Queste misure possono alleviare gli impatti economici, ma hanno costi rilevanti e portano a un aumento di deficit e debito, traducendosi in costi di finanziamento crescenti; e' probabile che siano quindi misurate e solo temporanee.

La stagflazione e' lo scenario piu' difficile da gestire per le banche centrali, che al suo verificarsi si trovano di fronte a un dilemma: alzare i tassi per frenare l'inflazione, rischiando di portare l'economia in recessione, oppure lasciar correre l'inflazione, con il rischio di innescare circoli viziosi difficili da interrompere.

Prima della guerra i mercati si aspettavano due tagli dei tassi negli Stati Uniti e una sostanziale stabilita' in Europa.
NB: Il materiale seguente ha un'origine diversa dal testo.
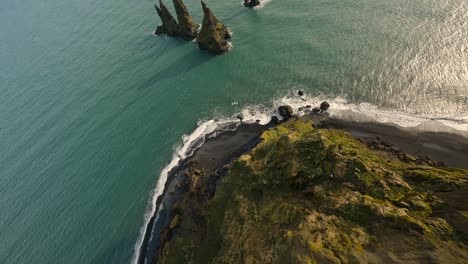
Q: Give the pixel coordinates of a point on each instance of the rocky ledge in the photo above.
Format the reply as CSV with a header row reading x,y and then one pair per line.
x,y
214,34
251,3
318,195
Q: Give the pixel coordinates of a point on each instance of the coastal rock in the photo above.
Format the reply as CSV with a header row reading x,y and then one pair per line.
x,y
213,35
286,111
169,24
251,3
274,120
187,28
324,106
Ora, invece, si sono riposizionati su due aumenti nella zona euro e stabilita' oltreoceano. Le ultime dichiarazioni delle banche centrali non hanno escluso ipotesi di rialzi dei tassi; anzi, la presidente della Banca centrale europea, Christine Lagarde, e quello della Bundesbank, Joachim Nagel, hanno esplicitamente aperto la porta a possibili aumenti.
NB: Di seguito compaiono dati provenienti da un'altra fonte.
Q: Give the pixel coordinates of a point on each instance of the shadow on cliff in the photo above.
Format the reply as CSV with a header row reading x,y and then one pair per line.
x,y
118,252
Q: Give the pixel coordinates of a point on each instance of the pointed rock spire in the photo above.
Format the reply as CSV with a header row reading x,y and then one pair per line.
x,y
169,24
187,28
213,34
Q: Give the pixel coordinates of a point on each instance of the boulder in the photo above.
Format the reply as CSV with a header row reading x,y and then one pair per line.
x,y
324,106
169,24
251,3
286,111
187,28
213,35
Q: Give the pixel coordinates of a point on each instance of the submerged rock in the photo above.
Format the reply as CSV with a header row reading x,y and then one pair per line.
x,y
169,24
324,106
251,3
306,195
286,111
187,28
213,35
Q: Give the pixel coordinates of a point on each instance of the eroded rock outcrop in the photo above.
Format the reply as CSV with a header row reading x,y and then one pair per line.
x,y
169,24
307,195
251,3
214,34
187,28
Cosa significa tutto cio' per i portafogli? Il conflitto in Medio Oriente mette in evidenza il vero punto debole di un portafoglio bilanciato in uno scenario di stagflazione, in cui l'inflazione e' elevata ma la crescita latita. In queste condizioni, sia azioni che obbligazioni perdono valore: le azioni scendono perche' i tassi piu' alti riducono le valutazioni e frenano la crescita, le obbligazioni scendono perche' i rendimenti salgono. La crisi inflazionistica degli anni '70 e lo shock globale del 2022 ne sono esempi lampanti.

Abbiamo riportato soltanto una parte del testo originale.